PPC Land has tracked the AppsFlyer performance rankings that document Freecash's position within the competitive landscape of mobile user acquisition. The rewarded platforms category as a whole has been gaining share, with Freecash, Gamelight, Mistplay, and exmox all improving in the most recent index. Maintaining that competitive position as the category scales requires exactly the kind of data team that the London office is intended to build.
Almedia will host its first Almedia Summit on July 2 and 3, 2026, in Berlin - a gathering of mobile game publishers, advertising platforms, and user acquisition teams. The event, scheduled approximately two weeks after the iOS reinstatement and the same week as the London office opening, positions the company as returning to active market-facing engagement after a disruptive period. The data team expansion in London provides the operational foundation for whatever product and commercial commitments come out of that summit.
Timeline
- December 3, 2025 - AppsFlyer 2025 Performance Index published; rewarded platforms including Freecash improve their rankings across the mobile advertising landscape.

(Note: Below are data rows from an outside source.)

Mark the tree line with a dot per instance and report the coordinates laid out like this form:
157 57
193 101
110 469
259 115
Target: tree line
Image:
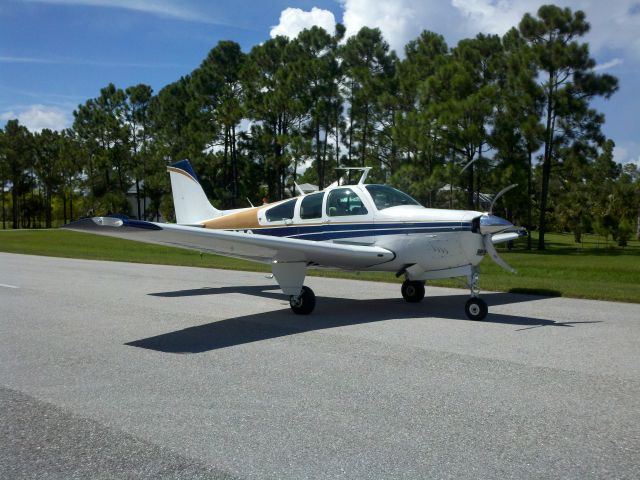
444 123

PPC Land coverage
- April 13, 2026 - Apple removes Freecash iOS app from the App Store without advance notice, following media coverage Almedia disputes. PPC Land coverage
- April 13-14, 2026 - Google Play removal follows; Almedia discloses a $300 million-plus annual advertising budget and files appeals with both platforms. PPC Land coverage
- May 7, 2026 - Freecash reinstated on Google Play, restoring Android distribution while iOS channel remains unavailable. PPC Land coverage
- June 17, 2026 - Freecash returns to the Apple App Store, completing the platform's restoration to both major mobile distribution channels after a two-month iOS absence. PPC Land coverage
- June 26, 2026 - Almedia officially opens London office at MYO King's Cross St. Pancras, with the stated purpose of building a data team spanning data science, data engineering, and machine learning.
Summary
Who: Almedia GmbH, a Berlin-founded advertising technology company with over 160 employees across seven countries, operating Freecash (80 million-plus users) and Link, its publisher-side product. The company is ranked Europe's third fastest-growing company by the Financial Times FT1000.
What: Almedia opened a new London office at MYO King's Cross St. Pancras, dedicated to building a data team covering data science, data engineering, and machine learning. The company is hiring from the same talent pool as OpenAI and Anthropic, both of which have offices in the same cluster.

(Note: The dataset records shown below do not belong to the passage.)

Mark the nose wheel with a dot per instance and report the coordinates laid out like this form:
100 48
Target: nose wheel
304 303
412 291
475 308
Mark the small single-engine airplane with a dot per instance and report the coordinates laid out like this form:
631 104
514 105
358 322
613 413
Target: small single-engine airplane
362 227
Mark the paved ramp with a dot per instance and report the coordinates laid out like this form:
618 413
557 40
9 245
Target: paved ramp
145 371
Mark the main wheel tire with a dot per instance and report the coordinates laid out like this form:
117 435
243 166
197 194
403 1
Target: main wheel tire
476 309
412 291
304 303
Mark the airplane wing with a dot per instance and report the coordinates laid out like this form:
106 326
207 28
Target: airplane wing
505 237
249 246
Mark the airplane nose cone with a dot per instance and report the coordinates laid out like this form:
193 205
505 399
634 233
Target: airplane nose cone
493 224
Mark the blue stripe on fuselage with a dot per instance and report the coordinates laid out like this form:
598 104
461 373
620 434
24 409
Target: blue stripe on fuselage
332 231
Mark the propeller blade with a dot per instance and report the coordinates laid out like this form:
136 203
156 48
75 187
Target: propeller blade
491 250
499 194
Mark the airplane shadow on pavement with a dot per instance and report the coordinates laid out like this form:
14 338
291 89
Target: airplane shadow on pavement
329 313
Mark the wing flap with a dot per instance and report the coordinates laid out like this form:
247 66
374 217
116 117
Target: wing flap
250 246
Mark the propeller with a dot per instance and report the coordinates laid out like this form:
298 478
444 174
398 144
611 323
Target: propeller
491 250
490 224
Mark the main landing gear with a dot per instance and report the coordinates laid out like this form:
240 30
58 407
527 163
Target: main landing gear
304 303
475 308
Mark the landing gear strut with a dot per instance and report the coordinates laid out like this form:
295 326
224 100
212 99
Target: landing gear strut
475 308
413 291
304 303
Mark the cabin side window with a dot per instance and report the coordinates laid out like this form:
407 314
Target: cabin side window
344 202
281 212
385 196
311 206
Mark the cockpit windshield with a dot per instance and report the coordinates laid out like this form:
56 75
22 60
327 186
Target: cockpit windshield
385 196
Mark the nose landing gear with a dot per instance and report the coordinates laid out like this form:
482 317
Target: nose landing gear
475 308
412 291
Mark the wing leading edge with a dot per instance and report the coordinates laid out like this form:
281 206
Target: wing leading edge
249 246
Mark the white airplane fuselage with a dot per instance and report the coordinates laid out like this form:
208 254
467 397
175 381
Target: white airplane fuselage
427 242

When: The office officially opened on June 26, 2026.
Where: MYO King's Cross St. Pancras, London - a location identified by Almedia as part of a technology cluster that includes major OpenAI and Anthropic offices. Almedia's existing offices are in Berlin, New York, Seoul, Beijing, Tokyo, and Yerevan.
Why: London reclaimed its position as Europe's leading tech ecosystem in 2026, according to Almedia. The company's core business - matching users to appropriate offers on Freecash and measuring the returns delivered to advertisers - depends on data science and machine learning capabilities. Growing the data team in London gives Almedia access to a concentration of specialist talent that supports its international expansion and competitive position in the rewarded user acquisition market.